You have a picture of Roof's type A head. There are many more than four running in the world
Alex the type BB head had at least three types of tower stands, so depending on which you have will impact the choice of cam
Contact me and I will be happy to share info that maybe helpful to your build. A lot has to do with how fast you want to turn the engine.
Two Roof type BB's I am working on now
About two weeks ago I got to see and hear a Roof C head engine run. It was amazing that it was a Model t underneath. I want one of those!!
The one I saw was running two Zenith 04 carbs. We can make it go faster with better carbs.
I'm thinking a matched pair of Zenith HP4S or Stromberg MB-1's.
Roof's Ford Flyer ran 4 Zenith HP5A on the C Roof head.
I have have a set of originals with aluminum intake elbows without choke for mine.
Here is another factory option, 2 sidedraft carbs or add the intake off the 8 valve head and use a single updraft.
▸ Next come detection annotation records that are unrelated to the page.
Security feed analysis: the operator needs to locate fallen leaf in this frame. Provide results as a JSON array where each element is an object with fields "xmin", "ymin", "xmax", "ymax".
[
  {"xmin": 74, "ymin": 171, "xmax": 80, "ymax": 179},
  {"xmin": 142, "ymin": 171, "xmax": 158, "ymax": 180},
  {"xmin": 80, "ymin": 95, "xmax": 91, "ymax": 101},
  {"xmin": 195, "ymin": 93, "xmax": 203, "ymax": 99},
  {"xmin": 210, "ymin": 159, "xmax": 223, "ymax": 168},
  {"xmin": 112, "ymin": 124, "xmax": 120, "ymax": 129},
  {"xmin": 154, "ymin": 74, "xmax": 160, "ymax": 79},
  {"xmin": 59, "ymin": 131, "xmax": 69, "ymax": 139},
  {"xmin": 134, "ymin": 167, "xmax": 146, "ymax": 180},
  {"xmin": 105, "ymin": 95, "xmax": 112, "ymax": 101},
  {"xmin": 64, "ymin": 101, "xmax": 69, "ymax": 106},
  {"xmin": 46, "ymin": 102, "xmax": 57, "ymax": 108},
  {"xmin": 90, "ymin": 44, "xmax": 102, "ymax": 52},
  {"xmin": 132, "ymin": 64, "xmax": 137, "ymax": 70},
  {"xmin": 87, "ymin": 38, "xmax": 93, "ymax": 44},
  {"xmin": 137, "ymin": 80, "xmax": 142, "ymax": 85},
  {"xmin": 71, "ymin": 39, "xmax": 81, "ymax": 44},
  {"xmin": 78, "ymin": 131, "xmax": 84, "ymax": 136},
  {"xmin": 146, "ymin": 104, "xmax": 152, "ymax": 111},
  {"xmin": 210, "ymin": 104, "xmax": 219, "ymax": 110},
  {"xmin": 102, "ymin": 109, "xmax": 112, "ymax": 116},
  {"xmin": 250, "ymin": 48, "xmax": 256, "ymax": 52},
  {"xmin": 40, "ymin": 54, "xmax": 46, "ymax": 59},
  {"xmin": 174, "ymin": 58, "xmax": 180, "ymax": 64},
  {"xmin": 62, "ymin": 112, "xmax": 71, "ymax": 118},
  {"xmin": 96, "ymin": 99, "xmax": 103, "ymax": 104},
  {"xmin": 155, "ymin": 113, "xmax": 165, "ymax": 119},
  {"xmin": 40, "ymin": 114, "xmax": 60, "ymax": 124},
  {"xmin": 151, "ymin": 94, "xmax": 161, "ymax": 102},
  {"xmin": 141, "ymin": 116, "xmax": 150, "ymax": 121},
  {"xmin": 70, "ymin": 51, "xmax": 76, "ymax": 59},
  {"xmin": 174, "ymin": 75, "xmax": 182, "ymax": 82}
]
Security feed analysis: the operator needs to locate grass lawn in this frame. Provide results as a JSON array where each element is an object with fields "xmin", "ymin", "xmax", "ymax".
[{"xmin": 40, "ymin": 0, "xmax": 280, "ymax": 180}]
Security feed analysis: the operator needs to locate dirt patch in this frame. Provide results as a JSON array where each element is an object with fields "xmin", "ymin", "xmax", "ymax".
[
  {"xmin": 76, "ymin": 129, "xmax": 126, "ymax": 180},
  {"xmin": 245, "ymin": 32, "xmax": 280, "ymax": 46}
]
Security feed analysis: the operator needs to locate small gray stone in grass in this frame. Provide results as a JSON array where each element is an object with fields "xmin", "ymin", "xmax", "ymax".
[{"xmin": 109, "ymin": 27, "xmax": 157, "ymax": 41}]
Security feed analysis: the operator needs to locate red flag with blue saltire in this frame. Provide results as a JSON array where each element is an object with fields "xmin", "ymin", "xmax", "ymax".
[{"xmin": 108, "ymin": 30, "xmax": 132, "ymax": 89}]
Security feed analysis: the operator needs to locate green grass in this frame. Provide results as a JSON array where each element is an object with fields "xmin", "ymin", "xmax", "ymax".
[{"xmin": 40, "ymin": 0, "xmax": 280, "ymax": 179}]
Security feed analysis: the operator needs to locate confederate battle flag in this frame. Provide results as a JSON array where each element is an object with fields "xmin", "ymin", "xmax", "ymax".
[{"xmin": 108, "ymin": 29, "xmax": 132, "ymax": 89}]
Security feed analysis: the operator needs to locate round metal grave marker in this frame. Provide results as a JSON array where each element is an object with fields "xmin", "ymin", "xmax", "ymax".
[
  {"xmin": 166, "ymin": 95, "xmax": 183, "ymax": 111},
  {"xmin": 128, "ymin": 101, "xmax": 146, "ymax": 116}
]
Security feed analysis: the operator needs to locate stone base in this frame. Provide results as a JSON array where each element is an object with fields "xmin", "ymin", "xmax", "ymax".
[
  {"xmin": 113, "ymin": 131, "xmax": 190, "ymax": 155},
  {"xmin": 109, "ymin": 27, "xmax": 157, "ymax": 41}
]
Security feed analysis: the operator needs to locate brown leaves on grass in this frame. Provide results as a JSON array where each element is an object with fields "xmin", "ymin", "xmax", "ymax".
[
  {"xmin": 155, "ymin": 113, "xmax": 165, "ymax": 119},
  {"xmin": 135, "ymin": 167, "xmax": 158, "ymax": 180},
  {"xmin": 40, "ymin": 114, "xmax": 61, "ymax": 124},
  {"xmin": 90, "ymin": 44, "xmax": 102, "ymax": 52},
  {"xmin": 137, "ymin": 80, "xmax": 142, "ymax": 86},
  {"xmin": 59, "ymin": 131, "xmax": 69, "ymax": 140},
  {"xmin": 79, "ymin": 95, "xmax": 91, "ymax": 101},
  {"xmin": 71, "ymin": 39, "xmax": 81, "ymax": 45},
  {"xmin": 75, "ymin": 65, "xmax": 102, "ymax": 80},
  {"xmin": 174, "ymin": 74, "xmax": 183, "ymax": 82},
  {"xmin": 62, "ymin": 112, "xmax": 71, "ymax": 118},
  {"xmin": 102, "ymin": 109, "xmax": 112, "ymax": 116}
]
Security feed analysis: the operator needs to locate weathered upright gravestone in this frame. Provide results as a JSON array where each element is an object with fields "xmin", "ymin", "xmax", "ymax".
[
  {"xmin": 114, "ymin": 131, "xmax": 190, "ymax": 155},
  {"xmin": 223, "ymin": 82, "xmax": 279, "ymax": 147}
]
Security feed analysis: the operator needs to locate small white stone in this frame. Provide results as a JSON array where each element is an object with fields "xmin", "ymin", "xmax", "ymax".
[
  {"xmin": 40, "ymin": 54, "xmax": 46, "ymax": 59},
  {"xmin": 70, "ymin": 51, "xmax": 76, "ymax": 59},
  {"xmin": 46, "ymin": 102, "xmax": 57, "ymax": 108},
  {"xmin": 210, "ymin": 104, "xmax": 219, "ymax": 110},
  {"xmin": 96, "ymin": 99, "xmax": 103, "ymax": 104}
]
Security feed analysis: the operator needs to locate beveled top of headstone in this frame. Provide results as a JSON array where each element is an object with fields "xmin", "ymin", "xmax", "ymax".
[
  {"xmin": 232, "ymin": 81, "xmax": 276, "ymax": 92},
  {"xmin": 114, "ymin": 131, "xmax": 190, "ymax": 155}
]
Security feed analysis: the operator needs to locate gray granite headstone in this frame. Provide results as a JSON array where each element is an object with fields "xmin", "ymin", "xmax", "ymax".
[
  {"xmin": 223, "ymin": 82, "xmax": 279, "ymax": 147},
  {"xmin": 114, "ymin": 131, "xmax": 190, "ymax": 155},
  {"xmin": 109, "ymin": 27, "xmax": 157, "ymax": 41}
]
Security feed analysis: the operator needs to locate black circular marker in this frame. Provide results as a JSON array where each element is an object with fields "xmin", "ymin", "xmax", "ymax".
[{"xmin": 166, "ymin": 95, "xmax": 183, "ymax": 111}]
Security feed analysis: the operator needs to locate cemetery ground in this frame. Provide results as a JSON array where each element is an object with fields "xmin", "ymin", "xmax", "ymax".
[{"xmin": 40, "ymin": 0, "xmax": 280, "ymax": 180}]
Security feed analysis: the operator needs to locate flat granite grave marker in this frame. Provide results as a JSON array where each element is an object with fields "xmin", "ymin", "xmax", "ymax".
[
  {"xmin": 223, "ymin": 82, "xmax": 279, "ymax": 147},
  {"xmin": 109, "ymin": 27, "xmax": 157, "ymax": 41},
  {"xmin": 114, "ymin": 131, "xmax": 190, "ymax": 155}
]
Four HP5A's would be a lot of carb for anything other than a race car. I'll bet it didn't idle very well. HP4S's are just the best thing that I've ever seen for speedsters and overheads except they are so hard to find. ONE is perfect for the average speedster and TWO will make it stand up and honk and still start and idle great. I'd like to hear one run with four of them or four HP5A's on it. I did a set of two HP5A's for a guy in Florida a couple years ago. They are great looking and running carbs. I make an adjustable needle conversion for them so you can dial in the mixture without changing jets to try to get them to run right. I've made probably a dozen of them so far. Have an HP4S I want to get done to sell for a little extra Christmas money that has the adjustable in it, I had a matched set but sold one to a guy in Australia that only wanted one. Just needs a couple little things, it's the partner to the one I sold to Australia. I have a another similar one, an HP4A, they run like stink on a skunk. This is the HP4S.
So any ideas other than the carb? I have a super nice Master carb with a barrel valve and the original intake for the head. Should I go with a Scat crank and cam? How about a pressurized oil system?
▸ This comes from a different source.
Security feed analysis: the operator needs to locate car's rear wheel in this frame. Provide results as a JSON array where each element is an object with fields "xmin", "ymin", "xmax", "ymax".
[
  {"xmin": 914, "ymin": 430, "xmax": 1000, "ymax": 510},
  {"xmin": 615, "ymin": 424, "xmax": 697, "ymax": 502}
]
We have a Scat Crank and Stipe 290 cam on our racer with the Roof A head. We also have run a couple of Zenith 04 Carbs that Stan did for us last year which run very well.
We made a short video with the car earlier this year. You can see how well the car pulls and runs with this combination https://www.youtube.com/watch?v=vq8gsHWcRT0
Joe, Thanks for that video. Very cool car. Does it have any kind of auxiliary transmission or Ruckstell?
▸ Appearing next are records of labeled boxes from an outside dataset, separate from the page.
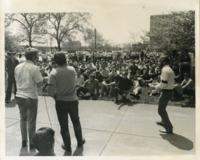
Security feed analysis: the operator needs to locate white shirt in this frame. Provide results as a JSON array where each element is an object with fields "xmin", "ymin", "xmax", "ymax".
[
  {"xmin": 15, "ymin": 60, "xmax": 43, "ymax": 99},
  {"xmin": 160, "ymin": 65, "xmax": 175, "ymax": 90}
]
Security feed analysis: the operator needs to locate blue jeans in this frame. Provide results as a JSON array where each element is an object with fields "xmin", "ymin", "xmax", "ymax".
[
  {"xmin": 16, "ymin": 97, "xmax": 38, "ymax": 145},
  {"xmin": 56, "ymin": 101, "xmax": 83, "ymax": 151},
  {"xmin": 158, "ymin": 90, "xmax": 173, "ymax": 131}
]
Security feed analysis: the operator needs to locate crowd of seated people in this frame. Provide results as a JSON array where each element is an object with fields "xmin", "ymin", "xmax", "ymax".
[{"xmin": 12, "ymin": 49, "xmax": 194, "ymax": 103}]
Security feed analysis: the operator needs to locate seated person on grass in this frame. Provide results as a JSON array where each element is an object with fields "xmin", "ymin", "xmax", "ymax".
[
  {"xmin": 114, "ymin": 72, "xmax": 133, "ymax": 103},
  {"xmin": 77, "ymin": 74, "xmax": 99, "ymax": 100},
  {"xmin": 174, "ymin": 73, "xmax": 194, "ymax": 98}
]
Thanks. It's got an old warford in it at the moment that we don't really use but it's soon going to be replaced with a kc warford.
Since this is a thread about the Roof BB engine build I have a few comments:
- Check the link on this subject: http://www.mtfca.com/discus/messages/411944/473234.html?1411423169
- Use a SCAT crank to your specifications
- Design/get custom pistons with popup similar to the Laurel design for highter CR.
- Reground/custom cam such as Stipe
- Valve train...see comments in the above-referenced link
- Use good engine building practice.
My profile-shown racer was built 25 years ago using a custom counterbalanced crank, custom popup pistons by JE (Jahns), dual '97 carbs and AK distributor. Ruckstell rear end with 3:1 gears. Seems to work fine.